Eerder vermeldden wij van een van deze vonnissen op onze website:
Werkelijke waarde met inachtneming funderingsproblematiek: nadat kosten herstel begroot zijn, is de conclusie dat een redelijk handelend koper “buy to let” (en zeker een niet-risicomijdende belegger) daarvan een gedeelte in mindering zal brengen op de waarde zonder funderingsprobleem.

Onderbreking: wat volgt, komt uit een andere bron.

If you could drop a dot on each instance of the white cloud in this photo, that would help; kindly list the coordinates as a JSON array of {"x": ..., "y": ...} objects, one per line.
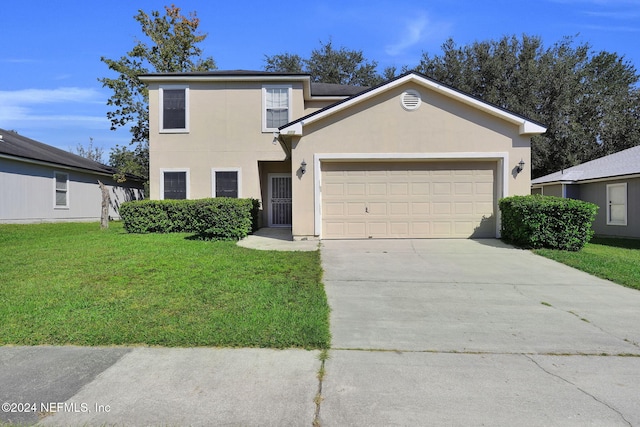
[
  {"x": 416, "y": 31},
  {"x": 49, "y": 96},
  {"x": 61, "y": 107}
]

Premie uit handen breken: deskundigen rekenden met 10% en legden uit het hybride karakter: gedeeltelijk klassieke premie uit handen breken en gedeeltelijk financieringsschade, vanwege feit dat er prijsstijging van 1% per maand geldt en er een zekere tijd zit tussen peildatum onteigening en terugkoop. Rechtbank rekent voor deze professionele belegger met 3% (en noemt dat een opslag op de werkelijke waarde).
Huurderving voorafgaande aan onteigening is hier onteigeningsgevolg en komt voor vergoeding in aanmerking.
Huurderving na de onteigening: tot aan datum vervangende aankoop is er sprake van huurderving. Daar waar deskundigen uitgingen van 7 maanden (6 maanden voor aankoop + een maand voor nieuwe huurder) gaat rechtbank uit van 4 maanden.
Betreffende nadeel doordat vanaf peildatum tot aan datum vonnis het verschil tussen schadeloosstelling en voorschot niet beschikbaar was, adviseerden deskundigen een marktconforme rente van 0,5%. Gedaagde betoogde dat dit niet opweegt tegen prijsstijgingen voor appartementen van 1% per maand en dat hij aldus schade lijdt. Rechtbank overweegt dat het verweer van gemeente dat gedaagde had kunnen verzoeken om verhoging van voorschot weinig kans gemaakt zou hebben. Rechtbank overweegt dat het wettelijk systeem voorziet in een schadeloosstelling per peildatum en dat daarom prijsontwikkelingen na de peildatum buiten beschouwing moeten blijven. Overigens oordeelt rechtbank wel dat “in dit specifieke geval” aanleiding is om (extra) huurderving te vergoeden.
NB: in een parallelle zaak vonniste de rechtbank ook op 05-08/21 dat de onteigende, die in de situatie voorafgaande aan de onteigening een huur ontving lager dan de markthuur, na aankoop vervangend appartement in vrij te aanvaarden staat daar alsdan een marktconforme huur voor kan gaan vragen, zodat hij nadeel van tijdelijke huurderving kan inlopen.
Vonnissen rechtbank Rotterdam 04-08/21, gepubliceerd op 27-09/21 (ECLI:NL:RBROT:2021:7690), (ECLI:NL:RBROT:2021:7689), (ECLI:NL:RBROT:2021:7699 – fundering) en (ECLI:NL:RBROT:2021:7707)
Noot: deze zaak maakt deel uit van een reeks van onteigeningen van appartementen van beleggers. René van Hoogmoed was daarbij één van de rechtbankdeskundigen en weet aldus uit ervaring dat aan elk hiervoor genoemd aspect heel uitgebreid aandacht besteed is tijdens de pleidooien. Met name ook de samenloop tussen kosten uit handen breken en maandelijkse prijsstijgingen (financieringsschade).
Noot 2; rechtbank Noord-Nederland kwam in vonnis van 26-05/21 (ECLI:NL:RBNNE:2021:2021) (wel) tot 10% premie uit handen breken.
Noot 3: daar waar gemeente in kader art. 50 OW pleitte voor een uurtarief van € 150,– voor deskundige-taxateur, volgt rechtbank diens tarief dat substantieel hoger lag.
Noot 4: in deze reeks van onteigeningen zal binnenkort nog een pleidooi plaatsvinden.